In the new film "American Sniper," Bradley Cooper plays real-life US Navy Seal Chris Kyle, who was the deadliest marksman in American history. (Courtesy Warner Bros. Pictures)
In the new film "American Sniper," Bradley Cooper plays real-life US Navy Seal Chris Kyle, who was the deadliest marksman in American history. (Courtesy Warner Bros. Pictures)

"American Sniper" has lit up movie theaters across the country like no January release ever.  The story of famed Navy Seal sniper Chris Kyle and his 160 confirmed kills in Iraq.  Its box office receipts worldwide are over $250 million already and still roaring.  So is the conversation – debate, controversy – over American Sniper’s message and morals and meaning.  Is it pro- war?  Anti-war?  Is it a story of American heroism?  Should it be?  Is it a Hollywood clean-up of a tortured war?  This hour On Point:  "American Sniper."
-- Tom Ashbrook

Guests

Anne Helen Petersen, features writer at BuzzFeed News. Author of the book, "Scandals of Classic Hollywood." (@annehelen)

Thomas Gibbons-Neff, former rifleman with the Sixth US Marine Regiment in Afghanistan. Contributing writer at the Washington Post. (@tmgneff)

Rebekah Sanderlin, military wife, freelance writer and blogger. Writes the Operation Marriage blog. Serves on the advisory boards of the Military Family Advisory Network and Blue Star Families. (@rsanderlin)

From Tom’s Reading List

BuzzFeed: The True Tragedy of "American Sniper" — "I didn’t cry during American Sniper.
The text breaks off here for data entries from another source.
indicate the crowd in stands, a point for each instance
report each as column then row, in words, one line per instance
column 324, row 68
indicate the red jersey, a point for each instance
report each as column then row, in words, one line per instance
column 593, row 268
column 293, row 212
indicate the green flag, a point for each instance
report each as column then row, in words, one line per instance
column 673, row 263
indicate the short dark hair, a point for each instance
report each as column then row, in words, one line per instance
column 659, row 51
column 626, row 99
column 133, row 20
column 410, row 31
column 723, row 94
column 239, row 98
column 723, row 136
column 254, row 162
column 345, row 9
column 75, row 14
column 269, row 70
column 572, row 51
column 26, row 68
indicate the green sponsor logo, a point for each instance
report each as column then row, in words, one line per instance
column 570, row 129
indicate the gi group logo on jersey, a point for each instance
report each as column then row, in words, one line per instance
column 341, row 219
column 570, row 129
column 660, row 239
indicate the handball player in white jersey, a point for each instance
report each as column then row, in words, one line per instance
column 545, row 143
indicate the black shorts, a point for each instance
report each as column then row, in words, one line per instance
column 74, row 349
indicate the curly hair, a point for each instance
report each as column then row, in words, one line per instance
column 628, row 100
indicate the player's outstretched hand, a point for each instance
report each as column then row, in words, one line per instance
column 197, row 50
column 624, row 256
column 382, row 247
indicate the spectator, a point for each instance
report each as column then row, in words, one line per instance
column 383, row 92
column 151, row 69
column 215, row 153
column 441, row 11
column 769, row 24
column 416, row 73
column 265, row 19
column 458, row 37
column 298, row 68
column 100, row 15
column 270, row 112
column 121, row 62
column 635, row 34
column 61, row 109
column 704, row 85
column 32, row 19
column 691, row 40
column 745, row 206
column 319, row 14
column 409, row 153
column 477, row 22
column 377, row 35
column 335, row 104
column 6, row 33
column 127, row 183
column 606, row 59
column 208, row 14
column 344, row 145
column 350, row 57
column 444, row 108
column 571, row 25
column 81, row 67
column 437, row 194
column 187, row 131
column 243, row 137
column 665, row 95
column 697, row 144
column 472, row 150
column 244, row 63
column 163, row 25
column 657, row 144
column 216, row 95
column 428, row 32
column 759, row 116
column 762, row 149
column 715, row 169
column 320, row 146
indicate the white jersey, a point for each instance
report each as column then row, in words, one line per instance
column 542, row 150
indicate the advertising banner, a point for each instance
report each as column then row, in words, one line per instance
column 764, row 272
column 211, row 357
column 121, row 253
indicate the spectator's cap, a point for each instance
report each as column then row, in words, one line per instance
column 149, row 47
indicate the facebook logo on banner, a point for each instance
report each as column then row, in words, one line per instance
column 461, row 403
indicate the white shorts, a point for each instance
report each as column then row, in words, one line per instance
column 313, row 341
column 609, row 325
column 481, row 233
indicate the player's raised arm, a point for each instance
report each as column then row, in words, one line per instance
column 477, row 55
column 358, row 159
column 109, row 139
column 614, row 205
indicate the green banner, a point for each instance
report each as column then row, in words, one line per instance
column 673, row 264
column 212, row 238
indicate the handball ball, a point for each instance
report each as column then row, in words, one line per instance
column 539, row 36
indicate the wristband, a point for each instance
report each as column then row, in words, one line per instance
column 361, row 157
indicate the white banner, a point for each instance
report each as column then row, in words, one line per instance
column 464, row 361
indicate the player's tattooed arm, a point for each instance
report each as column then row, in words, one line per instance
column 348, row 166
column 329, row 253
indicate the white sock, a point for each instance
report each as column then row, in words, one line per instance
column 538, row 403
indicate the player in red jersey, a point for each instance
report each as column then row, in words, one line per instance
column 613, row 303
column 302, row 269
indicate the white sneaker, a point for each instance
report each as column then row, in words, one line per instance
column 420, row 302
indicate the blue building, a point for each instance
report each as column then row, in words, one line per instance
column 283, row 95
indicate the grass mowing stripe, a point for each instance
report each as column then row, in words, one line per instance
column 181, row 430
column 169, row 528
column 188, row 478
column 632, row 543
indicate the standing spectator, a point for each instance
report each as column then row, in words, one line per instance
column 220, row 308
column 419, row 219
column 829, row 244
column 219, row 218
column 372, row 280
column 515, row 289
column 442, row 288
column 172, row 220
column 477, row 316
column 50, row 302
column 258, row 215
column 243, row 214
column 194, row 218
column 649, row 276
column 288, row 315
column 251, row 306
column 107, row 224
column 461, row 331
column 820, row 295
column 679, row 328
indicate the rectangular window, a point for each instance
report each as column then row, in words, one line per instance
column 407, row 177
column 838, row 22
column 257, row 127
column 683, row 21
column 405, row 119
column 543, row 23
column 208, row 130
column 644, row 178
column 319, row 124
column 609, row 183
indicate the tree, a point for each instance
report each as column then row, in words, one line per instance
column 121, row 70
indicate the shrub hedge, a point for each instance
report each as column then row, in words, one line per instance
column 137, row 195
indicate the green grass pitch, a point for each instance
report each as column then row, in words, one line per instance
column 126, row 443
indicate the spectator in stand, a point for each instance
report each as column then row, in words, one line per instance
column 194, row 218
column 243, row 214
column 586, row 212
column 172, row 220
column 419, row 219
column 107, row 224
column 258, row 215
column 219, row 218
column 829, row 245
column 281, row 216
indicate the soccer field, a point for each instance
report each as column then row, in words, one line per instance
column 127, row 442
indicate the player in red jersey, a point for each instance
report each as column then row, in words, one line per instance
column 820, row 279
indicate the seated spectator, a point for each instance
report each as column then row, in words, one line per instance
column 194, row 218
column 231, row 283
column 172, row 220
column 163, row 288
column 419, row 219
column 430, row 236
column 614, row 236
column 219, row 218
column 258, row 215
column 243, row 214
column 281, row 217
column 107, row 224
I felt anxiety and fear, the way that narrative wanted me to, and elation when Kyle made his way into that truck and, ultimately, home. I felt desire for the build of Bradley Cooper, the thickness of it, the way he tucked his polo shirt into his pants, and the sullied baseball cap, because it reminded me of how Luke was built and dressed the same. But Sniper was, at end, a superhero movie. Any frustration I might have felt after the coda was immediately dissipated by a hard cut to actual footage of Kyle’s Cowboy Stadium memorial, set to a melodramatic score, flags billowing mighty and high."

National Review: The Return of the War Hero — "Clint Eastwood’s new movie, American Sniper, marks the return of the American war hero. Heroism on the battlefield had never gone away, of course, far from it (witness the Medals of Honor awarded for acts of extraordinary valor in Iraq and Afghanistan). But the classic war hero is more than just brave or fierce. He is famous and almost universally acclaimed. On top of his battlefield exploits, he is a cultural phenomenon."

SpouseBUZZ: Why ‘American Sniper’ is for Military Wives —  "That this is the first movie to humanize the wives of warriors – to make us out to be more than ribbon-festooned cheerleaders – is almost offensive. It is, or should be, obvious to everyone that combat exposure is not the sum total of a warrior, and that war does not only affect the warrior."

This program aired on January 30, 2015.